The Angular Resolution Limit (ARL) on resolving two closely spaced polarized sources using vector-sensor arrays is considered in this paper. The proposed method is based on the information theory. In particular, the Steins lemma provides, asymptotically, a link between the probability of false alarm and the relative entropy between two hypothesis of a given statistical binary test. We show that the relative entropy can be approximated by a quadratic function in the ARL. This property allows us to derive and analyze a closed-form expression of the ARL. To illustrate the interest of our approach, the ARL, in the sense of the detection theory, is also derived. Finally, we show that the ARL is only sensitive to the norm of the polarization state vector and not to the particular values of the polarization parameters.

Nonmatrix closed-form expressions of the Cramér-Rao Bounds for near-field localization parameters

Near-field source localization problem by a passive antenna array makes the assumption that the time-varying sources are located near the antenna. In this situation, the far-field assumption (planar wavefront) is no longer valid and we have to consider a more complicated model parameterized by the bearing (as in the far-field case) and by the distance, named range, between the source and a reference sensor. We can find a plethora of estimation schemes in the literature but the ultimate performance has not been fully investigated. In this paper, we derive and analyze the Cramér-Rao Bound (CRB) for a single time-varying source. In this case, we obtain nonmatrix closed-form expressions.
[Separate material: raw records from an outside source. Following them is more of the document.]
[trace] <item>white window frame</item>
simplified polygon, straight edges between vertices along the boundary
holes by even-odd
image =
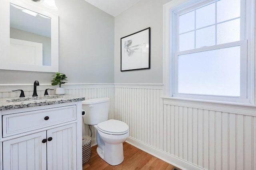
[[[163,16],[163,81],[164,97],[166,98],[186,99],[191,100],[219,101],[221,102],[239,102],[255,104],[255,30],[254,28],[255,25],[255,7],[254,1],[246,1],[245,5],[246,30],[244,30],[245,39],[246,40],[237,41],[234,43],[240,43],[242,45],[247,43],[247,77],[246,81],[246,95],[241,98],[228,97],[213,96],[202,95],[188,95],[179,94],[176,95],[175,92],[174,78],[176,76],[174,74],[175,61],[175,57],[172,56],[174,50],[176,49],[176,42],[175,42],[172,35],[175,35],[176,24],[172,23],[176,21],[175,16],[173,15],[174,11],[182,10],[190,4],[194,4],[200,6],[202,4],[207,4],[212,2],[212,0],[173,0],[164,5]],[[243,20],[243,18],[241,18]],[[174,35],[175,36],[175,35]],[[246,42],[245,42],[245,41]],[[240,42],[240,43],[238,43]],[[208,48],[208,47],[206,47]],[[242,57],[241,57],[242,58]],[[244,80],[243,80],[244,81]],[[244,90],[244,89],[242,90]]]

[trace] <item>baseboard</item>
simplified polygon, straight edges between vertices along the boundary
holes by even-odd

Our approach has two advantages: (i) the computational cost for a large number of snapshots of a matrix-based CRB can be high while our approach is cheap and (ii) some useful informations can be deduced from the behavior of the bound. In particular, we show that closer is the source from the array and/or higher is the carrier frequency, better is the estimation of the range.

Maximum likelihood and maximum a posteriori direction-of-arrival estimation in the presence of sirp noise

The maximum likelihood (ML) and maximum a posteriori (MAP) estimation techniques are widely used to address the direction-of-arrival (DOA) estimation problems, an important topic in sensor array processing. Conventionally the ML estimators in the DOA estimation context assume the sensor noise to follow a Gaussian distribution. In real-life application, however, this assumption is sometimes not valid, and it is often more accurate to model the noise as a non-Gaussian process. In this paper we derive an iterative ML as well as an iterative MAP estimation algorithm for the DOA estimation problem under the spherically invariant random process noise assumption, one of the most popular non-Gaussian models, especially in the radar context. Numerical simulation results are provided to assess our proposed algorithms and to show their advantage in terms of performance over the conventional ML algorithm.